The Day After Tomorrow, 20th Century Fox, 2004
Over the course of 2016, the global security landscape darkened as the international community failed to come effectively to grips with humanity’s most pressing existential threats, nuclear weapons and climate change.
The United States and Russia—which together possess more than 90 percent of the world’s nuclear weapons—remained at odds in a variety of theaters, from Syria to Ukraine to the borders of NATO; both countries continued wide-ranging modernizations of their nuclear forces, and serious arms control negotiations were nowhere to be seen. North Korea conducts underground nuclear tests and gave every indication it would continue to develop nuclear weapons delivery capabilities. Threats of nuclear warfare hung in the background as Pakistan and India faced each other warily across the Line of Control in Kashmir after militants attacked two Indian army bases.
The climate change outlook was somewhat less dismal—but only somewhat. In the wake of the landmark Paris climate accord, the nations of the world have taken some actions to combat climate change, and global carbon dioxide emissions were essentially flat in 2016, compared to the previous year. Still, they have not yet started to decrease; the world continues to warm.

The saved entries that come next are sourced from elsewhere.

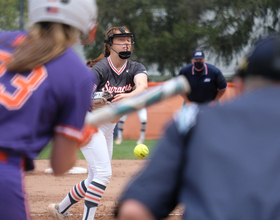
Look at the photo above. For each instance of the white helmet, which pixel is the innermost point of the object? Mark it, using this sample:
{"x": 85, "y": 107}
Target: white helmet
{"x": 81, "y": 14}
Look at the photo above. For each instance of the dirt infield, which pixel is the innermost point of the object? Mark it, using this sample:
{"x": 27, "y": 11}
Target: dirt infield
{"x": 44, "y": 189}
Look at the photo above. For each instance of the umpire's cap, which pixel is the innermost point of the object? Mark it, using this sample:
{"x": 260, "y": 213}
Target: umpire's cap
{"x": 262, "y": 60}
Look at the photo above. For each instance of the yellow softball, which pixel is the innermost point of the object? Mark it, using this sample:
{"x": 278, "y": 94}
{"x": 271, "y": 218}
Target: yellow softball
{"x": 141, "y": 151}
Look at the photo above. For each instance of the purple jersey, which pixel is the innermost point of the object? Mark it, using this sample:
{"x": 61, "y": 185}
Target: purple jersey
{"x": 117, "y": 81}
{"x": 36, "y": 104}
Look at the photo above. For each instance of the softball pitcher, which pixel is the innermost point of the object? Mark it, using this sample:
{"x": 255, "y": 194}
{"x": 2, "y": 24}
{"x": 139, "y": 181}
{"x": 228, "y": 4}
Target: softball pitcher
{"x": 142, "y": 115}
{"x": 119, "y": 76}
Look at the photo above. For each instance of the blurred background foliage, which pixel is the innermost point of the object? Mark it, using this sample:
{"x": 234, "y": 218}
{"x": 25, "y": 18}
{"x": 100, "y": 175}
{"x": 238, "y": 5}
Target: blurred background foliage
{"x": 166, "y": 32}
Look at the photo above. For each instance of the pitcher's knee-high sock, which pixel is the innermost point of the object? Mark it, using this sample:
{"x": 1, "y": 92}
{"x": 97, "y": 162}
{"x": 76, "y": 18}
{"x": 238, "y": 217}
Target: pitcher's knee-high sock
{"x": 143, "y": 130}
{"x": 92, "y": 199}
{"x": 77, "y": 193}
{"x": 120, "y": 128}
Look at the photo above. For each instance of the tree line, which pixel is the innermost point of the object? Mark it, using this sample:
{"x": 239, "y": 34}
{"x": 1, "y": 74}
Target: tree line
{"x": 166, "y": 32}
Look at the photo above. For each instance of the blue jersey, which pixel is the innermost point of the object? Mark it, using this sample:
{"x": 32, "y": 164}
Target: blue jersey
{"x": 204, "y": 84}
{"x": 36, "y": 104}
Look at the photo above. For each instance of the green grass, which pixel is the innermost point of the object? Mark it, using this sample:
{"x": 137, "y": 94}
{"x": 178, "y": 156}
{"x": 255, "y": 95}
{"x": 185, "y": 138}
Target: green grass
{"x": 122, "y": 151}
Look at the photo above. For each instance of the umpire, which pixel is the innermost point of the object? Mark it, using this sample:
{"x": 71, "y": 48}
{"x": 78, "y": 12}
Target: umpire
{"x": 207, "y": 82}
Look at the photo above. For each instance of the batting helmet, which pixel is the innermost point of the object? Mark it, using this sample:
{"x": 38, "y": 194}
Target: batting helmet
{"x": 81, "y": 14}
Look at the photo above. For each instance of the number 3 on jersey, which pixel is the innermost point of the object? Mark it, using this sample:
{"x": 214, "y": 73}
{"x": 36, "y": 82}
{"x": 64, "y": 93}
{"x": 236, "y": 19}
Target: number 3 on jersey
{"x": 25, "y": 85}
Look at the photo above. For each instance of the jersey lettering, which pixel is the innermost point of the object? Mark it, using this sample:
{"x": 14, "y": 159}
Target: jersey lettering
{"x": 25, "y": 85}
{"x": 114, "y": 89}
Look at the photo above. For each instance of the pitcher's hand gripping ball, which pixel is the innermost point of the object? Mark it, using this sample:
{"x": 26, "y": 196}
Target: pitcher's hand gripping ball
{"x": 141, "y": 151}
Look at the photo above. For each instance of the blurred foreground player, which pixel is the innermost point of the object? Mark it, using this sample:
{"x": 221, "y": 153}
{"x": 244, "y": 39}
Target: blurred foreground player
{"x": 221, "y": 162}
{"x": 45, "y": 92}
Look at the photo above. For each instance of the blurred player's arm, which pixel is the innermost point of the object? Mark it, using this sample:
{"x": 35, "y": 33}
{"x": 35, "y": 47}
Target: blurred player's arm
{"x": 64, "y": 154}
{"x": 162, "y": 176}
{"x": 219, "y": 95}
{"x": 160, "y": 196}
{"x": 141, "y": 84}
{"x": 187, "y": 101}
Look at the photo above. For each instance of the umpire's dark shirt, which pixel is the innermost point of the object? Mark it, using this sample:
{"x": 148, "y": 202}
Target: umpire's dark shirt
{"x": 204, "y": 84}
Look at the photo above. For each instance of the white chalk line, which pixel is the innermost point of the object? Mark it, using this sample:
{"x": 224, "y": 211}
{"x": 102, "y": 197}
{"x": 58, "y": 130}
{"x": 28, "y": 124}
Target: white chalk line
{"x": 42, "y": 214}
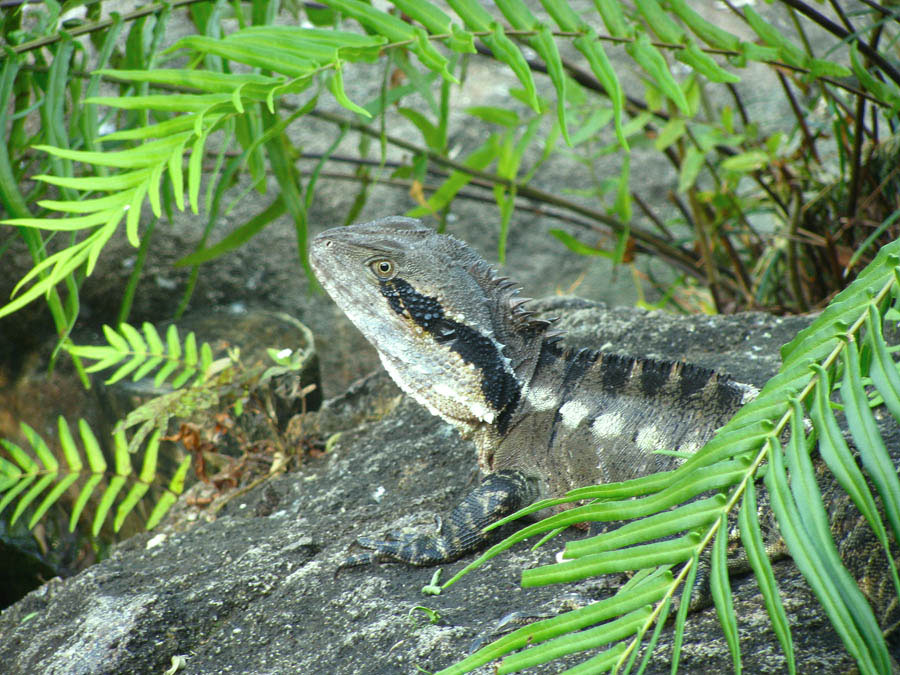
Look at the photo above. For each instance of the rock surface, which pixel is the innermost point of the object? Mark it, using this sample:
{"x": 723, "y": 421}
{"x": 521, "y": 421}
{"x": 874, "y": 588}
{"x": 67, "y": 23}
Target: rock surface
{"x": 255, "y": 590}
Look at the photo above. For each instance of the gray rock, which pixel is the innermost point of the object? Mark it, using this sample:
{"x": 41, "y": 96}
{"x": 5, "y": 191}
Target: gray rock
{"x": 255, "y": 590}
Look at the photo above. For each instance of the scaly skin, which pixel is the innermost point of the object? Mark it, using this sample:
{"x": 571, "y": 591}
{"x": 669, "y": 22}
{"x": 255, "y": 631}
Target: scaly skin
{"x": 545, "y": 420}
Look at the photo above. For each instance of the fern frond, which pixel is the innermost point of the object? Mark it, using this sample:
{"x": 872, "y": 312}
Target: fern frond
{"x": 47, "y": 475}
{"x": 146, "y": 352}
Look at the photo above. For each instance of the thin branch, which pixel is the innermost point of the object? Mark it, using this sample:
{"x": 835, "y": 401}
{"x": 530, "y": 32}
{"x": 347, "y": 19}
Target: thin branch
{"x": 830, "y": 26}
{"x": 95, "y": 26}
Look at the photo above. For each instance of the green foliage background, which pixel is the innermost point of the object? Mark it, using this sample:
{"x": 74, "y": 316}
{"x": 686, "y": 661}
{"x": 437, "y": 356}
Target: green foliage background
{"x": 825, "y": 191}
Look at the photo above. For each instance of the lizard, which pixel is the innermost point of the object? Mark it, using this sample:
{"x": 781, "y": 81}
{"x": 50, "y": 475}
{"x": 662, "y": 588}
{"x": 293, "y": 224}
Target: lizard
{"x": 457, "y": 337}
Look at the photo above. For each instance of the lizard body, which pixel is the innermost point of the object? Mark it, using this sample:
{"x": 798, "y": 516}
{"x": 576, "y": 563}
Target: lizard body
{"x": 457, "y": 338}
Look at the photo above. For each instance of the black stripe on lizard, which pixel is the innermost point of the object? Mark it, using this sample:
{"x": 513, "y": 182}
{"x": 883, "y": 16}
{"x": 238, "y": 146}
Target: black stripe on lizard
{"x": 498, "y": 385}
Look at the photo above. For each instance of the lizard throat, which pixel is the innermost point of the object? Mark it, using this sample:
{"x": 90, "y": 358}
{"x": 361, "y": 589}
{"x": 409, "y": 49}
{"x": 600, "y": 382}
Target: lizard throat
{"x": 499, "y": 387}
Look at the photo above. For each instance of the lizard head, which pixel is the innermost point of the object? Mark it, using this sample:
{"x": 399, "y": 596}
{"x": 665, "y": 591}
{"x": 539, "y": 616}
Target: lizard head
{"x": 445, "y": 326}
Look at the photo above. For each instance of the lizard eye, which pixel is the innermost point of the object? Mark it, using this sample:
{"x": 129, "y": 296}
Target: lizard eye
{"x": 383, "y": 269}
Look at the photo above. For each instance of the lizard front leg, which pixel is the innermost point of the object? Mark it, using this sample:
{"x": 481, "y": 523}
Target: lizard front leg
{"x": 499, "y": 494}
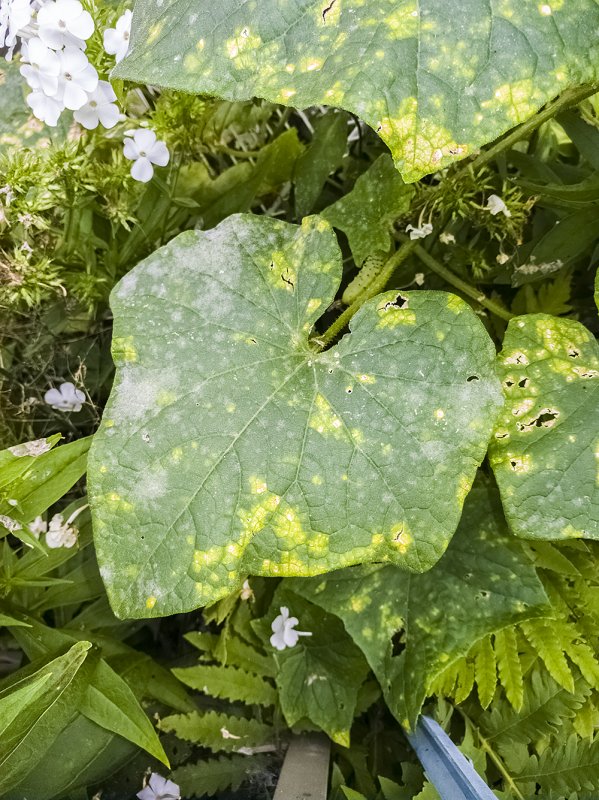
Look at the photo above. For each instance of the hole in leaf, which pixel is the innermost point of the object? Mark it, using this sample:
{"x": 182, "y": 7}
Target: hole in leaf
{"x": 326, "y": 10}
{"x": 398, "y": 302}
{"x": 397, "y": 644}
{"x": 545, "y": 419}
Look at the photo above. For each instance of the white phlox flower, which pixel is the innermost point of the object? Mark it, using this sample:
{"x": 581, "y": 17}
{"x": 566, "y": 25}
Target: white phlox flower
{"x": 246, "y": 592}
{"x": 420, "y": 232}
{"x": 284, "y": 633}
{"x": 41, "y": 67}
{"x": 116, "y": 40}
{"x": 77, "y": 78}
{"x": 60, "y": 533}
{"x": 495, "y": 205}
{"x": 447, "y": 238}
{"x": 64, "y": 23}
{"x": 145, "y": 150}
{"x": 100, "y": 108}
{"x": 47, "y": 109}
{"x": 65, "y": 398}
{"x": 159, "y": 788}
{"x": 38, "y": 526}
{"x": 14, "y": 16}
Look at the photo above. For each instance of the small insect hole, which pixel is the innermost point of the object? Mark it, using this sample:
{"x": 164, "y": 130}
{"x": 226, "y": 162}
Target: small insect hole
{"x": 397, "y": 644}
{"x": 399, "y": 301}
{"x": 326, "y": 10}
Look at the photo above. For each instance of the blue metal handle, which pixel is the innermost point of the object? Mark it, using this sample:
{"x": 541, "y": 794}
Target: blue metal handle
{"x": 446, "y": 767}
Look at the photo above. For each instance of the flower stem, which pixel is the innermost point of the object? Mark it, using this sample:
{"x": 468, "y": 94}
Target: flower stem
{"x": 495, "y": 758}
{"x": 570, "y": 97}
{"x": 461, "y": 285}
{"x": 377, "y": 284}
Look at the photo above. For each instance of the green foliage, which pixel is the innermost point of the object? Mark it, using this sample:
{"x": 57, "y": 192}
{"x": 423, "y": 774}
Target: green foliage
{"x": 342, "y": 414}
{"x": 367, "y": 214}
{"x": 483, "y": 583}
{"x": 545, "y": 438}
{"x": 211, "y": 776}
{"x": 315, "y": 53}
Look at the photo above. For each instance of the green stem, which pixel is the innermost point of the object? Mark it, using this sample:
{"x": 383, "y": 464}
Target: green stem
{"x": 378, "y": 284}
{"x": 570, "y": 97}
{"x": 462, "y": 286}
{"x": 496, "y": 759}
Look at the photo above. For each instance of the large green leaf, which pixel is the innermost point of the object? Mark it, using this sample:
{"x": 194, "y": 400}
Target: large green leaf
{"x": 230, "y": 445}
{"x": 36, "y": 703}
{"x": 436, "y": 79}
{"x": 545, "y": 449}
{"x": 318, "y": 679}
{"x": 483, "y": 583}
{"x": 366, "y": 215}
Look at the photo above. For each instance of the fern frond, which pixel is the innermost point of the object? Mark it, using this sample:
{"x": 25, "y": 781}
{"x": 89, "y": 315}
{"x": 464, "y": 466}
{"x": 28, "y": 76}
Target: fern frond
{"x": 229, "y": 683}
{"x": 586, "y": 721}
{"x": 218, "y": 732}
{"x": 565, "y": 767}
{"x": 233, "y": 651}
{"x": 212, "y": 776}
{"x": 544, "y": 637}
{"x": 545, "y": 706}
{"x": 485, "y": 665}
{"x": 508, "y": 665}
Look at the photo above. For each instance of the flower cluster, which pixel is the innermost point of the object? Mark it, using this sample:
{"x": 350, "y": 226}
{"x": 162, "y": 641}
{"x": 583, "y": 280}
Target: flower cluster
{"x": 53, "y": 35}
{"x": 284, "y": 633}
{"x": 58, "y": 532}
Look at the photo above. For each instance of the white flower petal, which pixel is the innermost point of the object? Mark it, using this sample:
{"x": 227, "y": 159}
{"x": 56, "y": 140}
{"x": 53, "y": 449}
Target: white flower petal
{"x": 159, "y": 154}
{"x": 142, "y": 170}
{"x": 130, "y": 149}
{"x": 144, "y": 139}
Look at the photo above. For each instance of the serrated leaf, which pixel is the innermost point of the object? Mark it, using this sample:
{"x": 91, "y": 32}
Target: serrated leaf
{"x": 567, "y": 766}
{"x": 230, "y": 446}
{"x": 545, "y": 706}
{"x": 230, "y": 683}
{"x": 544, "y": 449}
{"x": 218, "y": 731}
{"x": 318, "y": 679}
{"x": 214, "y": 775}
{"x": 366, "y": 214}
{"x": 509, "y": 667}
{"x": 483, "y": 582}
{"x": 435, "y": 81}
{"x": 545, "y": 639}
{"x": 486, "y": 671}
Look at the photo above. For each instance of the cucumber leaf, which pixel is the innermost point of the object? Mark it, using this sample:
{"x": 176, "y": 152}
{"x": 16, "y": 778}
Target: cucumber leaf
{"x": 545, "y": 448}
{"x": 483, "y": 583}
{"x": 231, "y": 446}
{"x": 436, "y": 80}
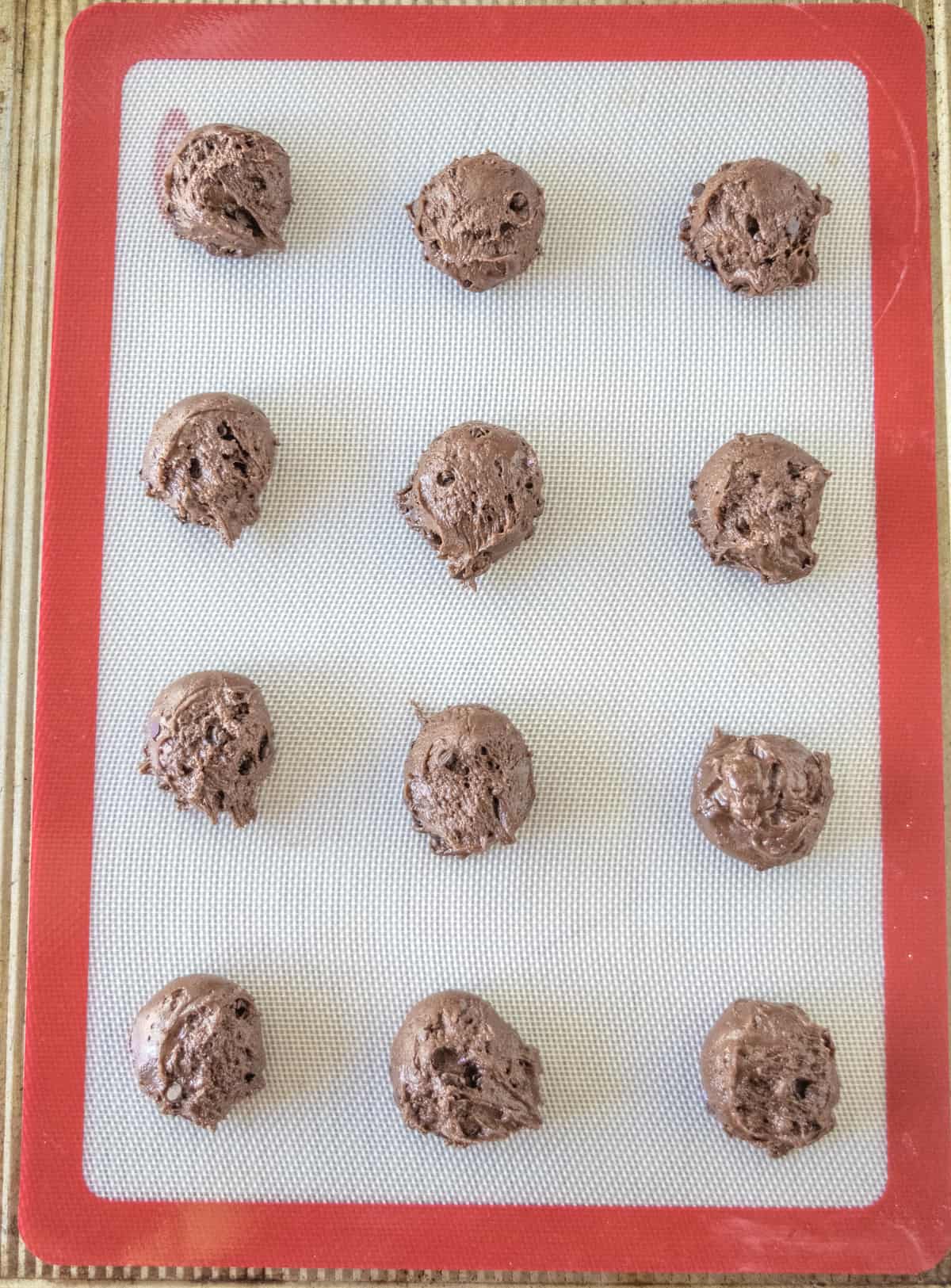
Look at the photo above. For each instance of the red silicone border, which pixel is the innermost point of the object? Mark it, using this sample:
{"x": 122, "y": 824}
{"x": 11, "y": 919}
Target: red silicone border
{"x": 909, "y": 1228}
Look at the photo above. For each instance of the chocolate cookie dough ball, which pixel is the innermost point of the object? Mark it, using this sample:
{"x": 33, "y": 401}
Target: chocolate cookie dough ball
{"x": 757, "y": 506}
{"x": 468, "y": 779}
{"x": 197, "y": 1049}
{"x": 475, "y": 496}
{"x": 763, "y": 800}
{"x": 754, "y": 224}
{"x": 209, "y": 741}
{"x": 459, "y": 1071}
{"x": 770, "y": 1076}
{"x": 228, "y": 189}
{"x": 209, "y": 459}
{"x": 479, "y": 220}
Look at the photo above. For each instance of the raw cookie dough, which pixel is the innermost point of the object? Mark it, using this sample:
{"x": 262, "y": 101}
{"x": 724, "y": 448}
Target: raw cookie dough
{"x": 757, "y": 506}
{"x": 209, "y": 459}
{"x": 479, "y": 220}
{"x": 197, "y": 1049}
{"x": 754, "y": 224}
{"x": 468, "y": 779}
{"x": 228, "y": 189}
{"x": 763, "y": 800}
{"x": 459, "y": 1071}
{"x": 209, "y": 741}
{"x": 475, "y": 496}
{"x": 770, "y": 1076}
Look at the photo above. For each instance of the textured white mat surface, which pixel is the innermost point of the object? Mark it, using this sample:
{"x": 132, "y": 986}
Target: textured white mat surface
{"x": 611, "y": 935}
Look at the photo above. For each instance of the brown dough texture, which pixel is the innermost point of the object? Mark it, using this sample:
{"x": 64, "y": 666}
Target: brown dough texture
{"x": 770, "y": 1076}
{"x": 460, "y": 1072}
{"x": 475, "y": 496}
{"x": 228, "y": 189}
{"x": 479, "y": 220}
{"x": 197, "y": 1050}
{"x": 209, "y": 459}
{"x": 757, "y": 506}
{"x": 468, "y": 781}
{"x": 209, "y": 741}
{"x": 754, "y": 224}
{"x": 763, "y": 800}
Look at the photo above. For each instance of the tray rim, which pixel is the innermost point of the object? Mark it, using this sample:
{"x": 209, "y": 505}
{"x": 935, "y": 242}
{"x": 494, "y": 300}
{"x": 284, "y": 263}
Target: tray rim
{"x": 938, "y": 239}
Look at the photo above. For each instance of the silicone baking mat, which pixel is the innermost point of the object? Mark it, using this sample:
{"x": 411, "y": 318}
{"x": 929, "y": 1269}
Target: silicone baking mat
{"x": 609, "y": 934}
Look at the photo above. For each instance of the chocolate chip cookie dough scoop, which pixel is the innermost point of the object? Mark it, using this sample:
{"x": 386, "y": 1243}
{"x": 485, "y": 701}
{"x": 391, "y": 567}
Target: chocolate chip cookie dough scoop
{"x": 228, "y": 189}
{"x": 754, "y": 223}
{"x": 197, "y": 1050}
{"x": 468, "y": 779}
{"x": 770, "y": 1076}
{"x": 479, "y": 220}
{"x": 763, "y": 800}
{"x": 209, "y": 459}
{"x": 757, "y": 506}
{"x": 210, "y": 743}
{"x": 475, "y": 496}
{"x": 460, "y": 1072}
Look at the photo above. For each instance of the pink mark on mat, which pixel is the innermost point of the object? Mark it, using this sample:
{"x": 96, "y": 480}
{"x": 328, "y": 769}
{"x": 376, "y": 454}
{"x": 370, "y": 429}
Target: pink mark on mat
{"x": 170, "y": 133}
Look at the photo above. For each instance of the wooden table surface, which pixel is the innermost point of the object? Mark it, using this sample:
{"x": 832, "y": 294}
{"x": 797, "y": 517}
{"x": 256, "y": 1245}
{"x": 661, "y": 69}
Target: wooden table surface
{"x": 31, "y": 52}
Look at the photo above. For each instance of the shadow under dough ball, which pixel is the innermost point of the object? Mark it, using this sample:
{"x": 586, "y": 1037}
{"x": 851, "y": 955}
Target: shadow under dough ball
{"x": 209, "y": 741}
{"x": 479, "y": 220}
{"x": 468, "y": 781}
{"x": 475, "y": 496}
{"x": 757, "y": 506}
{"x": 754, "y": 224}
{"x": 197, "y": 1050}
{"x": 228, "y": 189}
{"x": 460, "y": 1072}
{"x": 209, "y": 459}
{"x": 763, "y": 800}
{"x": 770, "y": 1076}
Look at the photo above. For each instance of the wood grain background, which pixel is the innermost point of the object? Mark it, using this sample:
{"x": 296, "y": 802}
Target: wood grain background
{"x": 31, "y": 52}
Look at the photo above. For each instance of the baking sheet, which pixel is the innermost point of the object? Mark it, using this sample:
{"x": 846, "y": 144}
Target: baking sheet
{"x": 611, "y": 934}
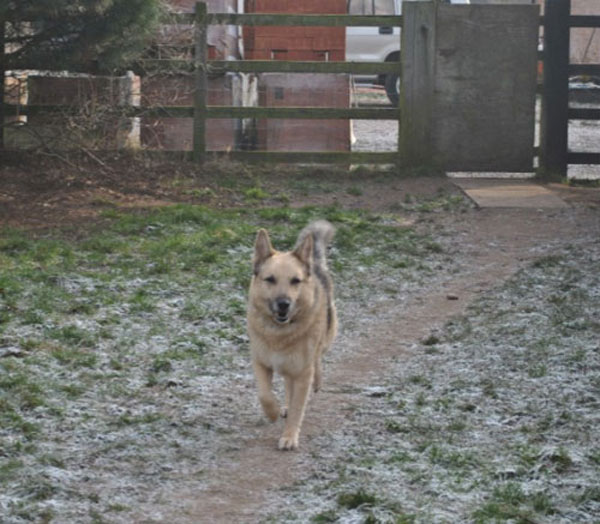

Keeping future temperatures at less-than-catastrophic levels requires reductions in greenhouse gas emissions far beyond those agreed to in Paris—yet little appetite for additional cuts was in evidence at the November climate conference in Marrakech.
This already-threatening world situation was the backdrop for a rise in strident nationalism worldwide in 2016, including in a US presidential campaign during which the eventual victor, Donald Trump, made disturbing comments about the use and proliferation of nuclear weapons and expressed disbelief in the overwhelming scientific consensus on climate change.